Una piccola pesciolina rossa dal volto umano, Ponyo, scorrazzando in lungo ed in largo per il mare, rimane incastrata all’interno di un barattolo di vetro. Trovata per caso e salvata dal piccolo Sasuke, un bambino di cinque anni estremamente vivace e curioso, viene messa in un secchiello e trasportata in giro per la scogliera dove si svolge la vita del bimbo e di sua madre Lisa. Tra i due nasce immediatamente una bellissima amicizia. Tornata nel fondo degli abissi marini, la pesciolina decide di trasformarsi in umana (cosa resa possibile dal contatto che questa ha avuto con una goccia di sangue di Sasuke) e di rinunciare per sempre alla vita sott’acqua. Tutto ciò però avrà delle conseguenze. Infatti secondo una delle leggi del mare, qualora ciò avvenisse, sulla terra si abbatterebbero violenti tsunami e nel giro di poco tempo il mondo collasserebbe su sé stesso. Soltanto Susuke, aiutato dalla volontà di Gran Mamare, madre della pesciolina, e dal padre Fujimoto, potrà portare le cose ad un nuovo equilibrio.
La bellezza dei disegni completamente realizzati a mano e con totale assenza del digitale non è una novità, ma ciò che stupisce è la totale immersione nel colore e nei minuziosi particolari che vengono offerti all’occhio dello spettatore. La bellezza e la solarità dei disegni, la dolcezza espressa dagli occhioni allegri di Ponyo i continui rimandi alla musica classica, rendono il film una delle migliori opere del Concorso di Venezia 2008 (insieme all’altro film giapponese in concorso, Kitano), pur non essendo il miglior prodotto di Miyazaki.
Del resto, dopo le critiche mosse alla sceneggiatura de Il castello errante, il cineasta di Tokyo ha voluto donare al suo pubblico una storia dal tono un po’ più classico, ma che comunque mantiene intatte alcune delle tematiche principali del cineasta.
Splendido infine, il modo soave di raccontare il tutto facendolo vedere attraverso l’anima pura dei due bambini di cinque anni e relegando gli adulti al ruolo di comprimari, i quali si giovano della loro presenza, riaprendo la botola della spensieratezza che li porta a rigustare tutti i sapori della vita, come fosse la prima volta.

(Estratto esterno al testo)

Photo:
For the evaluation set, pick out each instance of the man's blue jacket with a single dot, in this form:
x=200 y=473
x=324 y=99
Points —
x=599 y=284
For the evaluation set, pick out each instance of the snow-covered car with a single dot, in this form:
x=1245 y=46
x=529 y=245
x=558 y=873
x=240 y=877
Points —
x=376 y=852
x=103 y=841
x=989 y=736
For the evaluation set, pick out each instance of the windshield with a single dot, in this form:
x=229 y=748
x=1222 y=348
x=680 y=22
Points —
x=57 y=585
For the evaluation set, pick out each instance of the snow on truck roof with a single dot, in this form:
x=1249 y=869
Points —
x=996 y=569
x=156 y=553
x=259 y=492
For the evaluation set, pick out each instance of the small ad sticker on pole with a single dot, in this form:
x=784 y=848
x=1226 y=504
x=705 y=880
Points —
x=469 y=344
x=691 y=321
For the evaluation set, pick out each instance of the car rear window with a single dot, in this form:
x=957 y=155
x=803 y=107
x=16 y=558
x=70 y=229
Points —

(Gake no ue no Ponyo) Regia e sceneggiatura: Hayao Miyazaki; color design: Michiyo Yasuda; montaggio: Takeshi Seyama; musiche: Joe Hisaishi; voci: Tomoto Yamaguchi (Lisa), Kazushige Nagashima(Koichi), Yuria Nara (Ponyo), Hiroki Doi (Sosuke); produzione: Studio Ghibli; distribuzione: Lucky Red; origine: Giappone 2008; durata: 101’.